I wrote Old Records on the night of my birthday, after having driven down the 99 again to visit some friends of mine in Corvallis.  I was drinking cinnamon spice rooibos, listening to kick-ass soul records on the radio, and generally feeling like the king of the goddamned world.  I felt so good, I evidently felt like I could write about falling in love, even though I don't recall an actual romantic prospect at the time.  It just didn't matter when I was motivated by such a relentlessly positive feeling.  I think my friends found me annoying that night; they didn't seem to think my "all records = old records" formula was as profound as I did. 

Precog finds me in a lower mood again, contemplating early death.  The worst part of death, according to my anxiety, is the whole "life flashing before your eyes" business.  I'd be fine with skipping that, going straight to the oblivion.  Except I really wouldn't, I guess.

Running Out is one of two poems I wrote on the white board in my classroom during study hall, the other one being a misfire that I have since consigned to the memory hole.  This one's mostly a rhyming exercize, and I admit that resolution/destination is not an especially dazzling pair. 

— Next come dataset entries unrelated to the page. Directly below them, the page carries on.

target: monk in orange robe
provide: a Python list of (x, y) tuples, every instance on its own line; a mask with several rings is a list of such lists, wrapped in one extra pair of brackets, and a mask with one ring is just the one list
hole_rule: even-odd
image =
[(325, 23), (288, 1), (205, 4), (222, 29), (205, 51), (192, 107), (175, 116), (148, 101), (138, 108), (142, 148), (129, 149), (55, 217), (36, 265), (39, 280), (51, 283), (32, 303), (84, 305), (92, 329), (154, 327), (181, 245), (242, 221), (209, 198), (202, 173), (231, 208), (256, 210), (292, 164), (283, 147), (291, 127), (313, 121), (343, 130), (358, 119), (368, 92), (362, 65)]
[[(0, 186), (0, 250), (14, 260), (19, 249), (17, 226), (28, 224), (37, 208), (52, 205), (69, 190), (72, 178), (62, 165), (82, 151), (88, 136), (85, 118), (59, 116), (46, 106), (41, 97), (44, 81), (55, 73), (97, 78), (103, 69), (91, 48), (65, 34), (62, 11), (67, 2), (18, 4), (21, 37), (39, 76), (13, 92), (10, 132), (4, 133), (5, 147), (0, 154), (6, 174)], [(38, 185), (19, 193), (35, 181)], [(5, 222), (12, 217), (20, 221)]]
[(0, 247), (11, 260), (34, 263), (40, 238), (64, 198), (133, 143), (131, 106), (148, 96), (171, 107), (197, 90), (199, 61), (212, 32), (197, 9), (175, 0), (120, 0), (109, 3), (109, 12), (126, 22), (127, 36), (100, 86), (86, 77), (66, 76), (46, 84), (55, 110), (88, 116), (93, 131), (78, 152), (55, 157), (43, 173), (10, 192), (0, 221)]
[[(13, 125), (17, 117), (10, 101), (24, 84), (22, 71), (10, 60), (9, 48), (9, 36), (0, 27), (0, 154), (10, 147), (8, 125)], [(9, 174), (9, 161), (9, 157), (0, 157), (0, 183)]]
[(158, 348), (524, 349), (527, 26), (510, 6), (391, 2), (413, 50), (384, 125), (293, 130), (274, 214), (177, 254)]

I think that A Token of Courage grew deliberately out of an effort to make something out of hexameters, on which front it is technically a success.  It's another of those mythic fragments, a small piece of a story about a daring warrior plucking a feather from a Thunderbird.  I got this idea in my head: would it be considered a flaw in the performance of the myth if the hero did not get away clean?  It kind of rung with me.

I don't do drugs, apart from alcohol and caffeine of course.  Poems like The Ocean Styx are my half-hearted attempts at inducing something like a trip, not necessarily psychedelic so much as sleepy.  Yes, that's it.  I'm trying to put myself to sleep.  It's not always easy.  Dactyls and anapests seem to be the way to go.

Mayday, Abecedarian, and Mind in Body Blues were all written, more or less, in the middle of sleepless nights.  They are more literal attempts at combating insomnia, I suppose.  Abecedarian in particular is barely more than an exercise (I think you can see the parameters of it quite easily), but I still like it a lot.  I worked harder on it than I do on some real poems, which probably wasn't helping with the quest for sleep...

Miller's Bullshit is exactly that, mixed with quantum physics.  Just a fun little lark.